As red-ball cricket returns to the agenda once again, the spotlight will firmly be on leg-spinner Yasir Shah when Pakistan takes to the field against New Zealand in Abu Dhabi for the first Test of the three-match series on Friday.
Having just made his return from an injury setback, the senior slow bowler was uncharacteristically subdued in Pakistan’s hard-fought 1-0 Test series win over Australia last month. Usually a prolific customer on the slower surfaces of the UAE, Yasir was clearly not at his best in the two-match series which fetched the 32-year-old a total of seven wickets at an average of over 34.
The leg-spinner was overshadowed by debutant Bilal Asif who picked up a combined nine wickets in the series at almost half the average of Yasir.
Yasir’s struggles were evident during Australia’s first innings of the opening Test at Dubai where he went wicketless despite sending down a total of 28 overs, the most by any Pakistan bowler in the match. It was the first time in his career that he had failed to pick up a single wicket in an innings of a Test held in the UAE.
He did pick up four wickets in the second innings but that was after he had bowled nearly 44 overs. Led by a terrific ton from Usman Khawaja, the Aussies pulled off a remarkable draw on the final day of the Test as Pakistan’s desperate push for a victory was thwarted.
For four days, Yasir had gone without a scalp in Dubai and skipper Sarfraz Ahmed was forced to defend the spinner’s performance.
“Yasir Shah is playing Test cricket after a year. So, I think we should give some margin to him. This was his first match after a long time. Yes, he has practised and played domestic cricket. But, Test cricket is a different ball game altogether. We should give him a chance. He is our main bowler. We should not write him off just yet. He has put up performances for Pakistan in the past,” Sarfraz said.

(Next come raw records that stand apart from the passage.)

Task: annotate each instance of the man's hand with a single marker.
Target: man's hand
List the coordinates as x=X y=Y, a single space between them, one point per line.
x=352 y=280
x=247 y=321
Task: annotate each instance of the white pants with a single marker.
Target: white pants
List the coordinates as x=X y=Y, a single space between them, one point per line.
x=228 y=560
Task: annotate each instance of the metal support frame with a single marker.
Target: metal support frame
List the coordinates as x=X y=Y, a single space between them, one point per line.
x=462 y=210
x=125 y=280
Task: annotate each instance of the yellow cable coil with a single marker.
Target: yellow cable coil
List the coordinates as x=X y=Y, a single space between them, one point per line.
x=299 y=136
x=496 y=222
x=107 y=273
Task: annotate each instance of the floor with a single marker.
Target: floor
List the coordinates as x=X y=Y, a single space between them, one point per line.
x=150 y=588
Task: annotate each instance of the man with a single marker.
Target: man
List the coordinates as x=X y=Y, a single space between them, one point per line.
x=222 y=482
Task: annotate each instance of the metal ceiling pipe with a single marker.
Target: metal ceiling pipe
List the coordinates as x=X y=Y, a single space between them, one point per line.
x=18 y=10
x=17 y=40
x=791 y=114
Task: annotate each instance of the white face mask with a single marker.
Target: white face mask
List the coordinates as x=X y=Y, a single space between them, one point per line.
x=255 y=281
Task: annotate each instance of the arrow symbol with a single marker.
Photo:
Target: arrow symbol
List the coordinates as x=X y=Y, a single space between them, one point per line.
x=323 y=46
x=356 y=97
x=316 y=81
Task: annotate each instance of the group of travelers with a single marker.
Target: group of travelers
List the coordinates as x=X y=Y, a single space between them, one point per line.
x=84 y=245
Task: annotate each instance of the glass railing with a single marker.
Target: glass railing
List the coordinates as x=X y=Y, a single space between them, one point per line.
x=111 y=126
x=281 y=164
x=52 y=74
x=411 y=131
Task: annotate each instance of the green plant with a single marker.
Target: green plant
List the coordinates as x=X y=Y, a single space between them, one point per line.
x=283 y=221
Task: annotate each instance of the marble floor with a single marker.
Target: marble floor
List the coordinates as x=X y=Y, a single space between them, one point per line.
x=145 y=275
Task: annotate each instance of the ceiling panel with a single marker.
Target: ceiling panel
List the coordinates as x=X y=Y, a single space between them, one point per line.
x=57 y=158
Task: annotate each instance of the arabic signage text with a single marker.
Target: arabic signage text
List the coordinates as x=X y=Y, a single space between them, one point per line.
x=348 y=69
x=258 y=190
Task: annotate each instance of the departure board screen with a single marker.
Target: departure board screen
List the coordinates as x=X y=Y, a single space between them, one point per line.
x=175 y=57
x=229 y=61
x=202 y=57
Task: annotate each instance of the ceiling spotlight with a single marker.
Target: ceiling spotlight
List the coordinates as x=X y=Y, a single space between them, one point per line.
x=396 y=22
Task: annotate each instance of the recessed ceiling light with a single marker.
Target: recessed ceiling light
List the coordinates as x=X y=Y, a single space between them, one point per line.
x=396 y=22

However, there wouldn’t be any dramatic turnaround in Yasir’s fortunes come the second Test at Abu Dhabi. In the first innings, he picked up the sole wicket in the form of Mitchell Marsh from his 19 overs. In comparison, Asif picked up three wickets from half as many overs.

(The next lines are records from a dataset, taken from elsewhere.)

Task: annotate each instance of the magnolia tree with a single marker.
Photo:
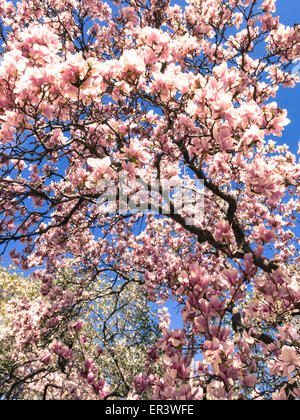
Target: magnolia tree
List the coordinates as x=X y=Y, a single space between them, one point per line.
x=95 y=93
x=67 y=345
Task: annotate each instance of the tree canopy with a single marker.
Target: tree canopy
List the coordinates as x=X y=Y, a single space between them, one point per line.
x=95 y=92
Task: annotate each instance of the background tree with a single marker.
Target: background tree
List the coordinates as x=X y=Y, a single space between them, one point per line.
x=56 y=347
x=90 y=90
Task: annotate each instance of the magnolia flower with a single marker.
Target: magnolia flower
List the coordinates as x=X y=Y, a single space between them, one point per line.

Once again, Yasir performed better at the second go with figures of 3-45 but it was seamer Mohammad Abbas who did the bulk of the damage with his second five-wicket haul of the match leading Pakistan to a comprehensive victory.
Yasir’s track-record in the UAE speaks for itself. In the 14 matches that he has played in the country, the 32-year-old has picked up a total of 79 wickets at an average of nearly 26.
Before the emergence of Abbas, it was Yasir who was the leader of the Pakistan attack in the UAE. While Abbas may be setting the trend now with his wicket-taking exploits, it is Yasir who remains the fastest Pakistan bowler to 50 Test wickets.
Now, with the Kiwi challenge lying ahead for Sarfraz and his men, Yasir needs to retake his mantle as Pakistan’s leading man for the job in UAE.
He has done it several times in the past and there is no doubt he possesses the ability to do it again. Spin will remain highly crucial to Pakistan’s chances against New Zealand and Yasir will need to rediscover his best now that sufficient time has lapsed since his hip-bone injury setback.